The curve $C$ is parameterized by $x(t)=t^{2}-2 t$ and $y(t)=t^{3}-6 t^{2}$.
1. There is exactly one point $(a, b)$ at whch the tangent line to $C$ at this point is vertical. The first coordinate $a$ is
2. There are exactly two points $\left(a_{1}, b_{1}\right)$ and $\left(a_{2}, b_{2}\right)$ on this curve for which the tangent line to $C$ is horizontal. List these points so that $a_{1} \leq a_{2}$ : The first coordinate $a_{1}$ of the first point is and the first coordinate $a_{2}$ of the second point is
3. For each of the following points, we would like to know about the concavity of the curve at those points. Answer with "U" for concave up, "D" for concave down, "I" for an inflection point, and "N" for none of these.
The concavity at $(3,5)$ is and the concavity at $(15,27)$ is

Step 1 ：Given the curve $C$ is parameterized by $x(t)=t^{2}-2 t$ and $y(t)=t^{3}-6 t^{2}$.

Step 2 ：We need to find the point $(a, b)$ at which the tangent line to $C$ at this point is vertical.
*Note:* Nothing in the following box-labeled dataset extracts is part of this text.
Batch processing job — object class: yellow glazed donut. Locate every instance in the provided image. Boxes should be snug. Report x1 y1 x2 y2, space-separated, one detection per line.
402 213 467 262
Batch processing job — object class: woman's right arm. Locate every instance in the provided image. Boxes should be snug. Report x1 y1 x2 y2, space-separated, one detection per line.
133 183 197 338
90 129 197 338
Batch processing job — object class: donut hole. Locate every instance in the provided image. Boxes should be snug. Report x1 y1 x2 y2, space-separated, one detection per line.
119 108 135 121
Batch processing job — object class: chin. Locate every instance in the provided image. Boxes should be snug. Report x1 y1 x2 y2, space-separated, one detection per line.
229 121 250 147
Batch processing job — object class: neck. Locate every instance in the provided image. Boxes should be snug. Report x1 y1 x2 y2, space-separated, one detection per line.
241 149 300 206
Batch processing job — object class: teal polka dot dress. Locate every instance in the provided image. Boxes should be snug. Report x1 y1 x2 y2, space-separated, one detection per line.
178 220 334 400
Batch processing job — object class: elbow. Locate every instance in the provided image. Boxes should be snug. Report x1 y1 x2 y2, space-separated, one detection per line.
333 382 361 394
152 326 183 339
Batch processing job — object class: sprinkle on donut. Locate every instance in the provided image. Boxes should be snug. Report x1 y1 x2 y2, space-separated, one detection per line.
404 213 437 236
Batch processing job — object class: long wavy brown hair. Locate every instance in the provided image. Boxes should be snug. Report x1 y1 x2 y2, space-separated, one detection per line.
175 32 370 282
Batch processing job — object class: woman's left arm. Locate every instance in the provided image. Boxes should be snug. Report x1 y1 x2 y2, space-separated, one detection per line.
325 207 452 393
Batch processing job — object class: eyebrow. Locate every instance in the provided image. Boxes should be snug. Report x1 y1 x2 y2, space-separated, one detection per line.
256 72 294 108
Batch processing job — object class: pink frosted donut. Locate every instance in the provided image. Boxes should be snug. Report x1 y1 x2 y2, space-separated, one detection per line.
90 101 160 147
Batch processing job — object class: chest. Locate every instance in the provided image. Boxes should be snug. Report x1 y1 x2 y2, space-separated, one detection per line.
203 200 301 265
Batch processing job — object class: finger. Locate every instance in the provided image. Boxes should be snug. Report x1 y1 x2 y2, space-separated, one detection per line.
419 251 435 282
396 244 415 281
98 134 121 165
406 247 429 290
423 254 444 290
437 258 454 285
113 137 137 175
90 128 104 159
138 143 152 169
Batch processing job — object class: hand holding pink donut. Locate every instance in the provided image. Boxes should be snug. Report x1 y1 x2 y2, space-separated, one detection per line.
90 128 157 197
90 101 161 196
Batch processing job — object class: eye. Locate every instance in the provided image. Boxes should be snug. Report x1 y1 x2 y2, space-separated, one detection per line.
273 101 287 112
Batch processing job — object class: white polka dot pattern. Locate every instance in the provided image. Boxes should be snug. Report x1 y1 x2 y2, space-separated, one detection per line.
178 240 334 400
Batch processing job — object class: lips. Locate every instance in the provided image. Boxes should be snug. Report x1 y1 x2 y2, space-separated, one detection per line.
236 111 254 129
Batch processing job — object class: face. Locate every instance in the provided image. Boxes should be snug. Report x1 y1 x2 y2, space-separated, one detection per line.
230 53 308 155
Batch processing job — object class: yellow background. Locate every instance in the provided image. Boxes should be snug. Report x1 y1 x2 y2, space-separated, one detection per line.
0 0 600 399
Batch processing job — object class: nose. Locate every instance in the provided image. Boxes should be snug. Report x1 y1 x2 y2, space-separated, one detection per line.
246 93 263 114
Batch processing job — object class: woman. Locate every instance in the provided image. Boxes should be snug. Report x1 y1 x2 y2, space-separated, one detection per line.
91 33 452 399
This occurs when the derivative of $y$ with respect to $x$, $\frac{dy}{dx}$, is undefined.

Step 3 ：To find $\frac{dy}{dx}$, we first find $\frac{dx}{dt}$ and $\frac{dy}{dt}$, and then divide $\frac{dy}{dt}$ by $\frac{dx}{dt}$.

Step 4 ：Calculating $\frac{dx}{dt}$, we get $2t - 2$.

Step 5 ：Calculating $\frac{dy}{dt}$, we get $3t^{2} - 12t$.

Step 6 ：Dividing $\frac{dy}{dt}$ by $\frac{dx}{dt}$, we get $\frac{3t^{2} - 12t}{2t - 2}$.

Step 7 ：We set $\frac{dy}{dx}$ equal to infinity (or undefined) and solve for $t$. This gives us $t = 1$.

Step 8 ：Substituting this value of $t$ back into the equation for $x(t)$, we get $a = -1$.

Step 9 ：Final Answer: The first coordinate $a$ at which the tangent line to $C$ at this point is vertical is \(\boxed{-1}\).